QlikViewはかなり自由度が高いツールだが、しっかりとした知識やノウハウがない状態で使いこなすのは難しい。何回も打ち合わせを重ね、コミュニケーションをとりながら、実運用者である顧客分析チームが常にQlikViewを触りたくなることを意識して構築にあたった。
「データの向こう側」からマーケティングアクションへ
今回、初回顔合わせから2ヶ月で初期分析に必要な50シートを作成し、実際に分析をスタートできた。背景として、事前にDSCで総合データ基盤が整理されており、データのサイロ化が解消されつつあったことが大きく寄与している。そうでなければこのスピード感は実現できなかっただろう。
「INSIGHT LABの親身なサポートと知見があってこその質とスピードだったと感じています。それから、私たちの考える『データの向こう側の人の心を見ること』に共感いただけたことがとても大きいです。さらに、BIソリューションに対しての知識だけではなく、クライアント企業のビジネスを理解した上で、構築設計と運用に落とし込んでいただけることに、非常に安心感がありました」
同社はQlikViewを導入したことで、今まで集計がメインだった分析が一歩も二歩も進化した。データを解釈して、お客様をセグメントに分けた知見は、DSC内のコミュニケーションのシナリオを策定するプランニングチームに手渡されている。シナリオに基づいた施策を実行、その結果をプライベートDMPに戻し、分析を繰り返すことにより、データドリブンで一貫したコミュニケーションを実現しようとしている。
「分析とはデータを『解釈』することであり、そのインサイトから『顧客構造を理解することである』というDSC立ち上げからのテーマが実現できつつあります。私はINSIGHT LABとの関わりの中で『データの向こう側』を考えることがさらに楽しくなりました。

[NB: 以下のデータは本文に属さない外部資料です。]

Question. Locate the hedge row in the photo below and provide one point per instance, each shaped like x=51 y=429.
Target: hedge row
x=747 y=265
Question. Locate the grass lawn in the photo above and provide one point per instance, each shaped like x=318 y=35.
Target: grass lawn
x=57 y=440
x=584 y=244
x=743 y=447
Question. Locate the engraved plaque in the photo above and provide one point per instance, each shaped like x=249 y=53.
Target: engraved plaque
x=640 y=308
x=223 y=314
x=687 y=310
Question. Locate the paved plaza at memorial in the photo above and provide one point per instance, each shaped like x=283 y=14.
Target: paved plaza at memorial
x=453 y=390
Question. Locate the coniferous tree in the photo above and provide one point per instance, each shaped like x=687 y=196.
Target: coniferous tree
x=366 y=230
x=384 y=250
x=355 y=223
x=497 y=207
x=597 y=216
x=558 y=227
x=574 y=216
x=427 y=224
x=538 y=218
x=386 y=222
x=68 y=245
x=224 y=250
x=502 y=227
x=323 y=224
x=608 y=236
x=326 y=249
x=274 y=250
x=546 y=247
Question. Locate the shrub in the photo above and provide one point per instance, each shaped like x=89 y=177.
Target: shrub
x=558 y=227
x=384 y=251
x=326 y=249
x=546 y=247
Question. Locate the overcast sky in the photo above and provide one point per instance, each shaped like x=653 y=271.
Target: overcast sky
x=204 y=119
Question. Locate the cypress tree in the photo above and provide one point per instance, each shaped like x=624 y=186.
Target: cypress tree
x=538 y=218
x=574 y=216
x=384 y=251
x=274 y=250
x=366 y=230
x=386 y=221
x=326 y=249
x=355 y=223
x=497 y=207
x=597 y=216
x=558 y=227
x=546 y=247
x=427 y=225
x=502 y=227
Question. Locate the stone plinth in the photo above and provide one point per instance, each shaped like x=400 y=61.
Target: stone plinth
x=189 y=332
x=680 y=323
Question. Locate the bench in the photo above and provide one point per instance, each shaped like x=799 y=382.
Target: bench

今後も、ひとりひとりのお客さまに寄り添ったご提案ができるようになることで、より多くの方々にJTBを選んでいただけたらいいな、と考えています。データを活用したブランド体験の設計によって、お客様に『JTBで良かった』と思っていただけたら嬉しいですね」と最後に両氏は語る。
お客様をより深く理解し、輪郭と構造を明らかにしていく。そういった取り組みが、より効果的なマーケティングアクションにつながっていくだろう。